Mimi, le personnage le plus atypique de la soirée, un peu hippie, ancien vagabond initié à des rites amérindiens, qui n'est pas sûr de son âge mais qui semble avoir une trentaine d'années, polyamoureux depuis le début de sa vie, raconte un itinéraire inverse de celui des autres : un beau jour, après des années et des années de polyamour, il a découvert avec émotion l'exclusivité amoureuse, avec une copine. Au bout de cinq ans de monogamie, cette copine, pour laquelle il avait arrêté (avec bonheur) sa vie polyamoureuse, parce qu'elle n'en supportait pas l'idée, tombe elle-même amoureuse d'un autre homme et demande à Mimi s'ils peuvent mettre un terme à leur exclusivité. Le choc est un peu dur pour Mimi, mais finalement, il rebondit à merveille et se relance dans le polyamour de manière plus réfléchie qu'avant, non plus, dit-il, par incapacité de s'engager ou peur d'être abandonné... mais comme un vrai choix. Il a depuis trois ans une petite fille avec sa copine et semble très heureux avec elle.

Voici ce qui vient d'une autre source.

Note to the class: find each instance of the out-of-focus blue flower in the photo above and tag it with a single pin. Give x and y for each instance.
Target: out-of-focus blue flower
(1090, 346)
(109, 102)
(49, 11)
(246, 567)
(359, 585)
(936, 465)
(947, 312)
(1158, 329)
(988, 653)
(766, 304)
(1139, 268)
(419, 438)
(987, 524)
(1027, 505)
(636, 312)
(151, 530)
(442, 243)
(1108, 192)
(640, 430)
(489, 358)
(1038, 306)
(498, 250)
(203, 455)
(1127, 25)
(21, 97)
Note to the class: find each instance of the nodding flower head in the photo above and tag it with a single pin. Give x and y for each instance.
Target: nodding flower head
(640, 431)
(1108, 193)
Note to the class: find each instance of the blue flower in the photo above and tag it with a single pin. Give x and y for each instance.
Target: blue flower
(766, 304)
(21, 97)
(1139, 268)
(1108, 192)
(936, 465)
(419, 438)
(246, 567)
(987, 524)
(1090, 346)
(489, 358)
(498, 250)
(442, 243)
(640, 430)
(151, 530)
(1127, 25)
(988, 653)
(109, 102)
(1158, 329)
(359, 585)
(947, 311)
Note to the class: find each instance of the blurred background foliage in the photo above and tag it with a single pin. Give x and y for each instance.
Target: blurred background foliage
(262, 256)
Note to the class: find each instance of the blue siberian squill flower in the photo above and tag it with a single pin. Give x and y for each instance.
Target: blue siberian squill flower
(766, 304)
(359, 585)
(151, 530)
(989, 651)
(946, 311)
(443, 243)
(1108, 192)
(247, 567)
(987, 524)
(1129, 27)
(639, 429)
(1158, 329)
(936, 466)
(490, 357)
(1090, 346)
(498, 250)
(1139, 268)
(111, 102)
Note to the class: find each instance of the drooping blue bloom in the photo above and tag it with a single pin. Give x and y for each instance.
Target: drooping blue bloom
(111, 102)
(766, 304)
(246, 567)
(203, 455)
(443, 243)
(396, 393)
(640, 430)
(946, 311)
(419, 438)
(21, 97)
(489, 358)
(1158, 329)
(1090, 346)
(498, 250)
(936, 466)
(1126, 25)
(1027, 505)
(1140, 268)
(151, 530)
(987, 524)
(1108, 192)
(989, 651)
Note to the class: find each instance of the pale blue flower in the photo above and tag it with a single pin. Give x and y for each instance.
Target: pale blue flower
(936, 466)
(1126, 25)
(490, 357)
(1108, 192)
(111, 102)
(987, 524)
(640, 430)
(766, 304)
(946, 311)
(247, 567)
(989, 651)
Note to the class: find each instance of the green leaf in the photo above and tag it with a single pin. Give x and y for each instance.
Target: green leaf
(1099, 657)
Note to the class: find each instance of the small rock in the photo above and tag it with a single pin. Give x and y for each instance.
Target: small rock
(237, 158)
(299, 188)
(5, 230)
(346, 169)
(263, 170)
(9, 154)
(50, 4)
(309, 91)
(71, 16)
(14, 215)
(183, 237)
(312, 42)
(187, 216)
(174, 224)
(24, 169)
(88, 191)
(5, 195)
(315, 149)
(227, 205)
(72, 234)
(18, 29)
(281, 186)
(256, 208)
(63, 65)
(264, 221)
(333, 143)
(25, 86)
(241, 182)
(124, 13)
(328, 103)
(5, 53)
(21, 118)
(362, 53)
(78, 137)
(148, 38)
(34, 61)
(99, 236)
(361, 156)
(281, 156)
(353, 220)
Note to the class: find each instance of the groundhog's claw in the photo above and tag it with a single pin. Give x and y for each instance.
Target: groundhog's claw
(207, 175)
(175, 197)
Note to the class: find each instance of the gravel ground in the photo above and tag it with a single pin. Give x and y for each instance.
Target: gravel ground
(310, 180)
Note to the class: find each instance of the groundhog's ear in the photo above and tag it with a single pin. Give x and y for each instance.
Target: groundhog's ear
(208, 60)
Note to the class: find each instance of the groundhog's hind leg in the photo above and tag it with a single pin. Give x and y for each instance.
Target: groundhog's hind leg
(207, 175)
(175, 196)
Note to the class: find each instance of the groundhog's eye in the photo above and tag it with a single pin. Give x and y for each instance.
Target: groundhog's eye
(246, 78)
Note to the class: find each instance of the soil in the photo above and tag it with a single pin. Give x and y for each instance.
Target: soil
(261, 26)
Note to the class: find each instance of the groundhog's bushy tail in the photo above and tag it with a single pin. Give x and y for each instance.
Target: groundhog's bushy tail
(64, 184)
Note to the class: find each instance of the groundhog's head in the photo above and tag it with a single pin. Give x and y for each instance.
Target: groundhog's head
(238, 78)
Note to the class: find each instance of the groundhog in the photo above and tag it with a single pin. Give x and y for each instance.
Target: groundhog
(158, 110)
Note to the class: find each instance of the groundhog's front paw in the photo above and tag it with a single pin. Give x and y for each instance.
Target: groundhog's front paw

Il est très à l'écoute de l'histoire de chacun et semble avoir acquis, au fil de sa vie, une certaine forme de sagesse et de sérénité.
(Mimi fait gentiment remarquer à Alej, au cours de la soirée, qu'en taisant à la première compagne qu'il en a une deuxième, en décidant lui-même qu'elle n'est pas "prête" à entendre la vérité, il prend le contrôle de manière un peu indue en enlevant à cette première compagne le pouvoir de choisir si oui ou non, elle continue cette relation avec lui sur le mode polyamoureux ou non, si elle souhaite arrêter ou être polyamoureuse elle aussi... Il lui enlève le pouvoir de voir ce qu'elle ferait avec cette information qui, somme toute, la concerne. Je suis d'accord avec Mimi, mais Alej ne l'entend pas de cette manière. En fait, c'est... lui, plutôt que la compagne, qui ne semble pas prêt.)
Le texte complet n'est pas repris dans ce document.